A: We expect that vulnerability reports sent to us have a valid attack scenario to qualify for a reward and we consider it as a critical step when doing vulnerability research. Reward amounts are decided based on the maximum impact of the vulnerability, and the panel is willing to reconsider a reward amount, based on new information (such as a chain of bugs, or a revised attack scenario)

Q: Who determines whether my report is eligible for a reward?

A: The reward panel consists of the members of the Andalin Security Team.

Q: When will reward be paid?

A: You will be paid after the vulnerabilty has been fixed by our engineer. So give us reasonable time to fix it.

Q: What happens if I disclose the bug publicly before you had a chance to fix it?

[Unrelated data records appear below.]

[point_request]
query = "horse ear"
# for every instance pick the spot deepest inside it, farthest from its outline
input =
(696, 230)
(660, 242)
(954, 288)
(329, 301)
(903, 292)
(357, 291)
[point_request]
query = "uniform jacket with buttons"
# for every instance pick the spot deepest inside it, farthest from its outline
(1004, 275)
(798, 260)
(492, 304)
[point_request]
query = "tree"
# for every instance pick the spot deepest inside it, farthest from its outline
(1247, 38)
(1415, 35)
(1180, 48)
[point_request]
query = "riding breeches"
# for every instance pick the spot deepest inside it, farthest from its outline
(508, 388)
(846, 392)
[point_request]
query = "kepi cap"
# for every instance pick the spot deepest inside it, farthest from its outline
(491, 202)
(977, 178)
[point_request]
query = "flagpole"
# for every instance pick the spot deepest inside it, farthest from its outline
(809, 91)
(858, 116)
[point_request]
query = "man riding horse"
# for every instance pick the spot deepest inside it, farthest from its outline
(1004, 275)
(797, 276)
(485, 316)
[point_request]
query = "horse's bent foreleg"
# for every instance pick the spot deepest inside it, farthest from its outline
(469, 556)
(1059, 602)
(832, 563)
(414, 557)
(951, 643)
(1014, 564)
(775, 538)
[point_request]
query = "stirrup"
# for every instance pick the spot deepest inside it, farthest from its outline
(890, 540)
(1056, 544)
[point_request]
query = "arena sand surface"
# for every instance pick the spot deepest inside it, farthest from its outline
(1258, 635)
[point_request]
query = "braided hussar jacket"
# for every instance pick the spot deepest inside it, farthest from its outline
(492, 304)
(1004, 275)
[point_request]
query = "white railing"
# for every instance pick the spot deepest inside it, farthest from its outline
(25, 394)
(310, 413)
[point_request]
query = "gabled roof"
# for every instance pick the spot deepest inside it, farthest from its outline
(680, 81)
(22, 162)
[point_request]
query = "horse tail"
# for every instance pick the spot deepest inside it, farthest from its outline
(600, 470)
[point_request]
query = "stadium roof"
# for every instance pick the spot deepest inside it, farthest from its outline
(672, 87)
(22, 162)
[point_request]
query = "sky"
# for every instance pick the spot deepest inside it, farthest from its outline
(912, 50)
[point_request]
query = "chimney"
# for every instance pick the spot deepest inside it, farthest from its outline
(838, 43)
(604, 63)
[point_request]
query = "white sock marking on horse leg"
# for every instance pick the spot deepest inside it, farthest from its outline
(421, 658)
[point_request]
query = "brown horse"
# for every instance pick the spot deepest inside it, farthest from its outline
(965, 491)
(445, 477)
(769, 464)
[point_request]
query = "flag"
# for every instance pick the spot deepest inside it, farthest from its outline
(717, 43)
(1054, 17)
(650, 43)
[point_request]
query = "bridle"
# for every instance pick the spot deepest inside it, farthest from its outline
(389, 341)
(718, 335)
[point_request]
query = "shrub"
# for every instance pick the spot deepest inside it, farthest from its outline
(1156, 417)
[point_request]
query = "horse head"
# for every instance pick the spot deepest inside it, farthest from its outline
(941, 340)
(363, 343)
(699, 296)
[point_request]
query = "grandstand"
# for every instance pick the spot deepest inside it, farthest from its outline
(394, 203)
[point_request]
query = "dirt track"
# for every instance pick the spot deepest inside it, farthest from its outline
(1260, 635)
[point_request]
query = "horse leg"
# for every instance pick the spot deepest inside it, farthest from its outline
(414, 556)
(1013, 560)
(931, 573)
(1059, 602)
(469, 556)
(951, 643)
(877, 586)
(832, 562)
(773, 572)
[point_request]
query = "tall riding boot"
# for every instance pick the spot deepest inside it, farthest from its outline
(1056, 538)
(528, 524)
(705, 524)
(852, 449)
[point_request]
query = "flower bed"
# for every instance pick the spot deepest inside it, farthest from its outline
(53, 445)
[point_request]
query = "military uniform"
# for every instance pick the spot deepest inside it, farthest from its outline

A: Please read our Disclosure Policy. In essence, our pledge to you is to respond promptly and fix bugs in a sensible timeframe - and in exchange, we ask for a reasonable advance notice. Reports that go against this principle will usually not qualify, and we cancel the reward. And if it contains sensitive information, it doesn't close the possibility to litigate by applicable laws.

Q: What happens if I hit your servers multiple times using a short time interval?

A: You are not allowed to hit our servers without a delay. Please use at least 1 second delay for every request of your test. Requests that hit our servers many times in more than 1 second will be considered as an attack to our servers. We will block your IP address and we might take legal action.